The London-based Jewish Chronicle reported Thursday that one woman made 210 phone calls to the St. Pancras coroner’s office in central London before being assured that her father would be buried four days after his death. According to both Jewish and Islamic law, bodies of the deceased must be buried as soon as possible after death, ideally on the same day.

Mary Hassell, the senior coroner at the St. Pancras office, told the family of Barry Davis last week that it would be two weeks before an autopsy could be performed and a funeral held. Several other similar cases have been reported.

Hassell also asserted in a letter to Jewish community leaders that “no death will be prioritized in any way over any other because of the religion of the deceased or family, either by coroner’s officers or coroners.”

She added in the letter that she would no longer allow Jewish bodies to be held at a local Jewish funeral home, instead of the mortuary, to enable shemirah, or guarding by fellow Jews, until their burials.

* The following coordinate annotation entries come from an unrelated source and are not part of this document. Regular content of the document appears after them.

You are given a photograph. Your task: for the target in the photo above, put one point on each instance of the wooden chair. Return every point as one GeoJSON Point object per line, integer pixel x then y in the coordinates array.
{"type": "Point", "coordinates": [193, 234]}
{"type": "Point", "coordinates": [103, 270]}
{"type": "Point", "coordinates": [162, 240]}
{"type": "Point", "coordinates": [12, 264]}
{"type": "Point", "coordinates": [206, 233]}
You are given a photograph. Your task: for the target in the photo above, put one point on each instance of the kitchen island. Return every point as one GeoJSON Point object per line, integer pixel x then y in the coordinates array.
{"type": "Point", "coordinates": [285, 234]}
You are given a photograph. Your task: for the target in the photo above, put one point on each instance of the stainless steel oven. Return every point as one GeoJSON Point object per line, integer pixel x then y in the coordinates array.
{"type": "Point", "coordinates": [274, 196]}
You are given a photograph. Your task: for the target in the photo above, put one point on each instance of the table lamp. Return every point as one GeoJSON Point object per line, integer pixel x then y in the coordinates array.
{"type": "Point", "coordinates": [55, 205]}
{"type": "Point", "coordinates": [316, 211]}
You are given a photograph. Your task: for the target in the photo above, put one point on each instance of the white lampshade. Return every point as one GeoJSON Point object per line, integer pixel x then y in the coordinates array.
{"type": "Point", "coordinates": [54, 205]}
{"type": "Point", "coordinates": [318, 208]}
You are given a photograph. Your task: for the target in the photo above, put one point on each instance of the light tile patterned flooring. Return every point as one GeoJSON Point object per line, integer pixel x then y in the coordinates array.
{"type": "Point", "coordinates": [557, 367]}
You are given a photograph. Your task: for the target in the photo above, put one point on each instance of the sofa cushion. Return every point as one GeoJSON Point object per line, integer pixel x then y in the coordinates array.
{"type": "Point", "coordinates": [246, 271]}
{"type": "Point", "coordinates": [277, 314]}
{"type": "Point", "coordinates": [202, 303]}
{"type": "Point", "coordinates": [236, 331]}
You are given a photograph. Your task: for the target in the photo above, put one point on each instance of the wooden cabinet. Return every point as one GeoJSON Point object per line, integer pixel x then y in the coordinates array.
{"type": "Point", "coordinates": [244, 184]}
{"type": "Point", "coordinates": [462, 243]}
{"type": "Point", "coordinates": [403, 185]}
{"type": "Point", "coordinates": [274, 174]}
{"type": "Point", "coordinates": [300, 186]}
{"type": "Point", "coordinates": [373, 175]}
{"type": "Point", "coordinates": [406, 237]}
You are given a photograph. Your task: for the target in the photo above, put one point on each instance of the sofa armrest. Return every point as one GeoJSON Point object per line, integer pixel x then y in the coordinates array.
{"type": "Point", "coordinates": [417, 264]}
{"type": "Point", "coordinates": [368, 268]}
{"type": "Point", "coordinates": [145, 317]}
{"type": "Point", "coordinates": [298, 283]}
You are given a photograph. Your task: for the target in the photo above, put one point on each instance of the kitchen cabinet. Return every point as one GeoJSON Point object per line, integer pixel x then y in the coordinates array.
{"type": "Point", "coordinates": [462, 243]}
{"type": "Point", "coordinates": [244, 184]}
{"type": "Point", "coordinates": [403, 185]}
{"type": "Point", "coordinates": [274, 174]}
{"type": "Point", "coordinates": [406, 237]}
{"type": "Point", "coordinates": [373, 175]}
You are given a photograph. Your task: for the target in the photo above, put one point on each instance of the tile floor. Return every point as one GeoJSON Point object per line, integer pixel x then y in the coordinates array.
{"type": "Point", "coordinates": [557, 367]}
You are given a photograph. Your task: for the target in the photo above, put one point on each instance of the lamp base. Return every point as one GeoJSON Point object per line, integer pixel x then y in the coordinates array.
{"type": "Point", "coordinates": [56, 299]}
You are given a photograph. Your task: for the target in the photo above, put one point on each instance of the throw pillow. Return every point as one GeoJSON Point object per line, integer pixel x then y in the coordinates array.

Trevor Asserson, an attorney representing Stamford Hill’s Adath Yisroel Burial Society, told the Jewish Chronicle that Hassell has “shown a total disregard for, or ignorance of, the law in deciding never to give priority to ‘faith deaths.’ Her conduct demonstrates what I consider to be a gross disregard for the religious sensibilities, as well as the legal rights, of the Muslim and Jewish families whose deceased relatives come under her control.”

In 2015, Hassell lost a judicial review brought by the family of an Orthodox Jewish woman. Hassell’s office insisted that the woman have an invasive autopsy, which is against Orthodox law. Last year Hassell was formally reprimanded by the Judicial Conduct Investigations Office for publicizing a letter in which she alleged that she was being bullied by the Jewish community.